If it runs okay, the PE block can probably be removed?

amametjanov commented 8 years ago

Update: the PET_PT_Ln9.ne30_ne30.FC5AV1C-L.edison_intel test passed:

So the comment appears to be out-of-date.

mt5555 commented 8 years ago

Recent CAM bugfix suggests that CLUBB is thread safe, EXCEPT when clubb_history is enabled:

"Reintroduced the check in build-namelist to prohibit running with more than one thread if clubb_history is enabled. This feature does not run properly when more than when thread is used."

singhbalwinder commented 8 years ago

Should I verify if this is the case? I can run a PET_PT_Ln9.ne30_ne30.FC5AV1C-L case with clubb_history on.

mt5555 commented 8 years ago

I thought we should at least document this issue and keep it open for now. Not sure if it is worth investigating right now, unless you often run with clubb_history enabled.

worleyph commented 8 years ago

We could backport this NCAR change, to abort in case someone tries to use this with threading. Seems like a simple way of insuring that we don't forget :-).

singhbalwinder commented 8 years ago

In a recent CAM tag, NCAR did the following for CLUBB: -- Reintroduced the check in build-namelist to prohibit running with more than one thread if clubb_history is enabled. This feature does not run properly when more than when thread is used. -- Removed the ability to turn on clubb_do_deep as it was an unsupported feature

Should I incorporate this change into ACME? I think this will address the concerns raised in this issue.

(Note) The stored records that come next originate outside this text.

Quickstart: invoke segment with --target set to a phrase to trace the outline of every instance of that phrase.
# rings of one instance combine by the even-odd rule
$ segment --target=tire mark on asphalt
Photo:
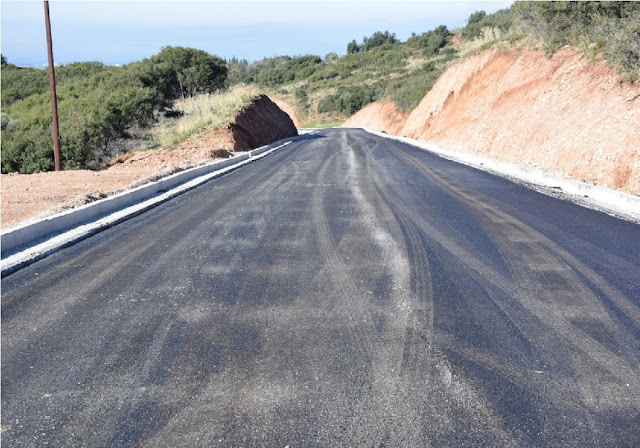
[[[421,363],[419,366],[417,360],[425,356],[426,359],[431,358],[433,344],[433,287],[431,282],[431,269],[427,252],[425,250],[422,239],[416,231],[416,227],[402,211],[394,208],[393,201],[388,188],[381,180],[376,166],[372,160],[372,151],[378,146],[377,142],[373,146],[364,145],[362,154],[365,159],[365,171],[373,184],[370,190],[374,194],[376,201],[375,209],[381,210],[386,216],[386,221],[391,225],[394,224],[396,229],[392,229],[391,233],[396,235],[394,240],[402,244],[401,248],[395,247],[395,251],[401,252],[396,258],[404,258],[407,260],[406,266],[402,269],[405,273],[397,273],[396,283],[401,288],[407,288],[411,294],[408,294],[410,300],[409,310],[405,316],[403,329],[405,330],[405,343],[400,362],[401,373],[417,374],[420,367],[426,364]],[[394,231],[395,230],[395,231]],[[408,278],[404,278],[408,276]],[[406,295],[406,294],[405,294]],[[404,298],[406,300],[406,298]],[[402,306],[402,304],[401,304]],[[419,342],[417,342],[419,341]],[[426,347],[426,354],[425,354]]]
[[[636,355],[630,351],[629,345],[633,344],[633,338],[610,318],[602,302],[577,274],[584,275],[602,290],[607,291],[612,300],[628,310],[627,315],[635,322],[637,308],[610,287],[596,272],[578,262],[575,257],[540,232],[493,206],[480,194],[460,187],[455,181],[406,154],[395,145],[390,143],[390,146],[426,176],[437,180],[452,195],[466,203],[483,222],[483,227],[492,236],[509,267],[511,281],[518,291],[515,298],[546,328],[552,329],[554,334],[560,336],[560,339],[553,340],[548,335],[543,336],[539,329],[531,325],[517,324],[518,313],[510,312],[504,304],[495,300],[494,302],[503,311],[507,311],[507,315],[521,331],[525,330],[523,334],[529,340],[536,346],[545,348],[543,353],[548,364],[556,370],[559,369],[559,372],[564,372],[566,378],[571,378],[574,382],[574,397],[580,397],[575,407],[586,406],[586,409],[593,409],[594,404],[602,404],[603,400],[608,401],[609,406],[622,404],[623,407],[627,407],[637,403],[637,394],[631,394],[631,397],[628,394],[624,396],[623,390],[615,391],[617,393],[614,397],[610,397],[610,389],[613,386],[608,386],[605,392],[601,392],[602,383],[607,382],[605,377],[601,377],[602,381],[588,380],[593,376],[594,370],[600,370],[616,377],[619,382],[634,384],[634,390],[640,388]],[[503,282],[505,280],[508,281],[502,279]],[[554,287],[549,287],[550,284]],[[582,327],[576,324],[580,322],[583,322]],[[603,326],[607,328],[615,335],[618,347],[626,347],[623,350],[626,356],[615,353],[611,347],[595,339],[594,333],[583,329],[589,325],[596,329]],[[585,410],[583,416],[584,420],[589,422],[592,433],[599,433],[598,421],[592,411]]]
[[[364,150],[373,151],[378,145],[367,145]],[[446,401],[457,403],[459,410],[468,416],[468,428],[481,427],[487,421],[495,424],[492,432],[496,440],[500,440],[503,446],[514,446],[515,439],[509,431],[496,424],[500,421],[499,415],[490,403],[482,397],[479,391],[454,370],[444,353],[437,350],[438,340],[434,336],[434,307],[433,287],[430,275],[430,264],[426,251],[427,244],[420,236],[421,220],[416,220],[410,212],[410,206],[405,207],[400,196],[395,194],[387,186],[388,179],[392,179],[386,172],[382,163],[373,163],[373,154],[367,152],[369,159],[368,176],[375,185],[377,197],[381,204],[379,207],[387,208],[400,227],[398,239],[404,241],[404,251],[409,260],[411,270],[411,290],[415,299],[412,302],[413,311],[411,319],[406,325],[404,337],[404,350],[402,361],[402,382],[398,384],[398,394],[404,393],[405,403],[415,403],[417,397],[422,397],[421,406],[430,411],[429,421],[421,418],[413,419],[413,424],[420,421],[422,434],[437,434],[435,428],[452,428],[455,426],[455,417],[447,412],[437,409],[437,403]],[[415,209],[415,207],[414,207]],[[397,403],[394,404],[398,407]],[[415,406],[415,404],[414,404]],[[422,410],[422,414],[425,412]],[[411,410],[402,408],[409,415]],[[417,425],[416,425],[417,426]],[[408,430],[408,428],[402,428]],[[409,432],[409,431],[408,431]],[[434,438],[433,440],[437,440]],[[449,442],[442,442],[449,443]]]

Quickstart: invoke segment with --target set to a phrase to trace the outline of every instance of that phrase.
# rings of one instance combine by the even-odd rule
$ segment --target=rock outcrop
[[[287,137],[298,135],[291,117],[266,95],[256,97],[229,124],[234,151],[247,151]]]

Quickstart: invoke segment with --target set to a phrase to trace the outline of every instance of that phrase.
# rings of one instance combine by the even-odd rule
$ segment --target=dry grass
[[[471,41],[462,40],[461,45],[458,47],[458,56],[465,58],[479,51],[487,49],[492,44],[502,42],[505,40],[506,35],[498,28],[485,27],[482,30],[483,34]]]
[[[174,106],[183,113],[182,117],[154,129],[154,140],[167,148],[194,134],[217,129],[231,122],[236,112],[260,93],[256,86],[240,85],[225,92],[188,98]]]

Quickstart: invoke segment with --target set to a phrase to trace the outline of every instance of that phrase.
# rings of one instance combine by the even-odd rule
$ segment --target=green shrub
[[[493,14],[484,11],[476,11],[467,19],[467,25],[462,28],[462,37],[472,40],[483,35],[486,28],[497,28],[502,32],[508,31],[513,26],[511,10],[501,9]]]
[[[49,77],[45,70],[2,64],[2,107],[10,106],[31,95],[49,91]]]
[[[124,67],[74,63],[56,72],[62,163],[79,168],[94,166],[128,128],[148,125],[154,111],[174,99],[222,87],[227,68],[201,50],[165,47]],[[48,83],[42,86],[46,76],[43,70],[2,65],[3,173],[53,168]]]
[[[447,27],[440,25],[436,29],[420,35],[413,33],[407,40],[407,45],[422,49],[424,55],[432,55],[438,53],[446,45],[448,35],[449,30]]]
[[[363,86],[349,87],[323,98],[318,104],[318,112],[353,115],[375,100],[375,89]]]
[[[512,11],[548,51],[571,44],[590,56],[602,52],[622,71],[640,70],[640,3],[516,2]]]
[[[409,112],[420,104],[442,72],[433,62],[428,62],[422,70],[412,73],[410,77],[391,81],[387,86],[386,96],[396,104],[398,110]]]

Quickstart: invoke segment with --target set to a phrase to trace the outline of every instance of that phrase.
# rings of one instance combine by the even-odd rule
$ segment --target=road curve
[[[640,446],[640,226],[359,130],[2,279],[6,446]]]

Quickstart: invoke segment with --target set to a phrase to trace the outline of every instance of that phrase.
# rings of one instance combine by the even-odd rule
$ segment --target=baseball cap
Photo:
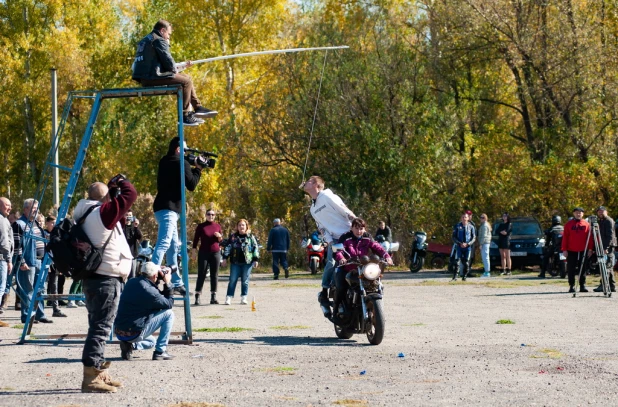
[[[601,205],[601,206],[599,206],[599,207],[597,208],[597,212],[598,212],[598,211],[606,211],[606,210],[607,210],[607,208],[606,208],[606,207],[604,207],[603,205]]]
[[[573,209],[573,212],[584,212],[584,208],[582,208],[581,206],[576,207],[575,209]]]

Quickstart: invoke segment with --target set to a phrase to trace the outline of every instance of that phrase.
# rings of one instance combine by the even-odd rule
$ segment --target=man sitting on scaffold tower
[[[181,74],[170,53],[170,37],[172,25],[169,21],[159,20],[152,32],[145,36],[137,45],[137,53],[133,62],[133,80],[142,86],[182,85],[183,106],[182,123],[185,126],[198,126],[204,123],[200,117],[209,118],[218,112],[206,109],[200,103],[195,93],[193,81],[189,75]],[[185,68],[191,66],[191,61]],[[190,111],[193,106],[193,111]]]

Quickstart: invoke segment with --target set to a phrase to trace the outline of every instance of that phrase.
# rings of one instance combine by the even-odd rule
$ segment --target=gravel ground
[[[170,346],[172,361],[150,351],[123,361],[109,345],[111,373],[125,384],[116,394],[79,391],[81,345],[16,345],[21,330],[0,328],[0,405],[617,405],[618,299],[572,298],[564,280],[531,276],[449,284],[445,274],[388,273],[386,335],[371,346],[336,338],[316,301],[319,280],[256,275],[256,312],[238,296],[191,308],[194,330],[247,330],[195,332],[193,345]],[[85,309],[66,313],[33,334],[85,332]],[[2,319],[19,323],[13,310]]]

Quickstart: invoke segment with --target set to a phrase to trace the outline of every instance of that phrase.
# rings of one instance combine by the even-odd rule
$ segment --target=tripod
[[[609,272],[607,271],[607,255],[605,254],[605,250],[603,249],[603,242],[601,240],[601,231],[599,229],[599,220],[596,216],[590,216],[588,218],[590,222],[590,232],[588,232],[588,237],[586,238],[586,247],[588,247],[588,243],[590,243],[590,237],[592,236],[592,240],[594,243],[594,252],[597,255],[597,261],[599,263],[599,270],[601,272],[601,285],[603,286],[603,295],[606,297],[611,297],[612,292],[609,288]],[[584,271],[584,263],[586,263],[585,259],[582,261],[581,266],[579,267],[579,276],[578,280],[580,281],[582,277],[582,273]],[[573,293],[573,297],[577,297],[577,292]]]

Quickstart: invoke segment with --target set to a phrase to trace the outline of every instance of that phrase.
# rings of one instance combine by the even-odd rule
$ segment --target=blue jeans
[[[171,309],[162,309],[150,318],[142,333],[129,342],[134,343],[137,350],[154,347],[157,352],[165,352],[172,333],[172,326],[174,326],[174,312]],[[157,332],[159,328],[161,328],[161,332],[159,332],[159,337],[155,339],[152,334]]]
[[[34,285],[36,279],[39,277],[39,270],[41,269],[41,261],[37,260],[36,265],[29,267],[28,270],[17,270],[17,290],[19,292],[19,299],[21,302],[21,322],[26,322],[26,316],[28,315],[28,307],[30,307],[30,301],[34,294]],[[43,290],[41,286],[41,290]],[[45,318],[45,312],[43,311],[43,302],[39,301],[36,307],[35,319]]]
[[[279,275],[279,264],[283,267],[284,270],[288,269],[288,254],[283,252],[273,252],[273,274]]]
[[[485,268],[485,273],[489,273],[489,243],[484,243],[481,245],[481,259],[483,260],[483,267]]]
[[[178,214],[169,209],[155,212],[155,220],[159,225],[157,244],[152,254],[152,262],[161,265],[163,256],[168,266],[178,266]],[[172,287],[184,285],[179,273],[172,273]]]
[[[335,274],[335,259],[333,259],[332,245],[328,245],[326,252],[326,263],[324,264],[324,273],[322,273],[322,288],[330,288],[330,283],[333,281]]]
[[[7,275],[9,272],[9,264],[4,261],[4,260],[0,260],[0,298],[2,298],[2,296],[4,295],[4,290],[6,289],[6,280],[7,280]],[[7,291],[7,294],[9,292]]]
[[[227,286],[227,296],[233,297],[234,291],[236,291],[236,283],[238,278],[242,277],[242,284],[240,286],[240,295],[244,296],[249,293],[249,278],[251,277],[251,264],[230,264],[230,283]]]
[[[88,310],[88,336],[82,351],[82,363],[100,369],[105,363],[105,343],[110,339],[109,334],[116,319],[122,283],[113,277],[87,278],[83,281]]]

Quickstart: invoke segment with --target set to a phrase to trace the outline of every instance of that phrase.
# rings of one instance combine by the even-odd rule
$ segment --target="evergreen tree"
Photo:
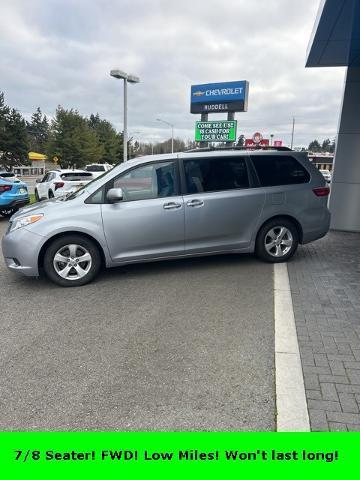
[[[48,153],[59,158],[62,167],[98,163],[104,155],[104,146],[87,119],[77,110],[65,110],[59,106],[51,124]]]
[[[335,153],[335,148],[336,148],[336,144],[335,144],[335,138],[334,138],[333,141],[331,142],[329,152]]]
[[[326,138],[321,145],[321,149],[323,152],[330,152],[330,147],[331,147],[331,140],[330,138]]]
[[[10,168],[28,163],[26,123],[15,108],[5,104],[0,92],[0,165]]]
[[[96,132],[99,142],[103,146],[104,154],[101,163],[117,163],[119,138],[115,128],[107,120],[102,120],[98,113],[90,115],[88,124]]]
[[[46,115],[41,113],[40,107],[31,116],[31,122],[27,122],[30,150],[45,153],[49,140],[50,126]]]
[[[313,140],[309,143],[309,151],[310,152],[321,152],[321,145],[318,140]]]
[[[245,145],[245,135],[241,134],[239,135],[237,144],[238,147],[243,147]]]

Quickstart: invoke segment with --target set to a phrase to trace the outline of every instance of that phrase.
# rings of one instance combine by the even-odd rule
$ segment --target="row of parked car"
[[[55,169],[36,180],[37,201],[75,192],[113,167],[107,163],[86,165],[84,170]],[[28,185],[13,172],[0,171],[0,215],[11,217],[30,202]]]
[[[112,165],[99,163],[86,165],[84,170],[50,170],[43,178],[36,180],[35,198],[37,201],[40,201],[48,198],[63,197],[75,192],[111,169]]]
[[[11,217],[29,201],[27,184],[12,172],[0,171],[0,215]]]

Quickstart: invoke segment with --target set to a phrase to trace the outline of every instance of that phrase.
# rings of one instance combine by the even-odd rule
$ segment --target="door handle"
[[[176,202],[169,202],[169,203],[164,203],[163,208],[165,210],[174,210],[176,208],[180,208],[181,203],[176,203]]]
[[[195,200],[189,200],[186,205],[188,207],[202,207],[204,202],[196,198]]]

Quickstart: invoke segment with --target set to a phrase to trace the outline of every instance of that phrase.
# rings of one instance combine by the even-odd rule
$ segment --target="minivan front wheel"
[[[60,237],[45,251],[45,273],[62,287],[76,287],[91,282],[100,267],[101,257],[97,246],[81,235]]]
[[[297,250],[299,236],[295,225],[285,218],[274,218],[263,225],[256,239],[256,255],[266,262],[286,262]]]

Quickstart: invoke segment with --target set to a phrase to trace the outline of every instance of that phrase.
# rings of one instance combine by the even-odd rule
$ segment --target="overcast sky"
[[[343,68],[305,69],[317,0],[6,0],[0,13],[0,90],[29,117],[57,105],[99,112],[122,129],[120,68],[129,85],[129,132],[143,141],[193,139],[190,85],[250,82],[238,134],[295,144],[336,133]],[[226,114],[211,115],[211,119]],[[140,132],[140,133],[138,133]]]

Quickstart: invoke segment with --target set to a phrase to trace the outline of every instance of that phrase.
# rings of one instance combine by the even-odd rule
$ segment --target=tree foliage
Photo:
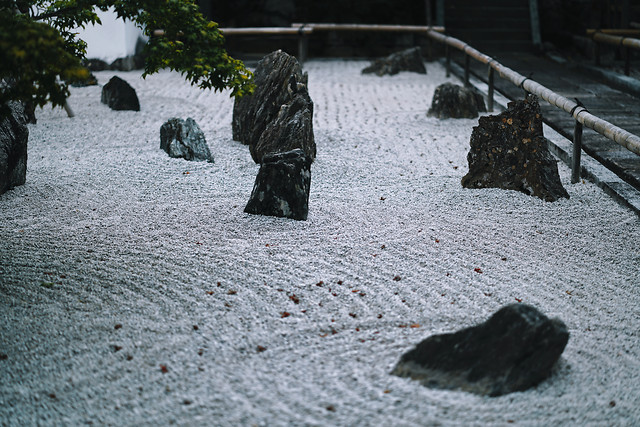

rljacob commented 8 years ago

Is clubb_history not something we want "on" for all production runs?

singhbalwinder commented 8 years ago

I am not sure about that. @wlin7 , would you please respond to Rob's question?

wlin7 commented 8 years ago

Hi @rljacob , @singhbalwinder , it is for recording useful statistics for the clubb sub-model if wanted to dig deeper into how clubb does the works. But no, it is not something we want 'on' for typical production runs.

singhbalwinder commented 8 years ago

Thanks @wlin7 ! In that case, I think the NCAR fix can serve our needs.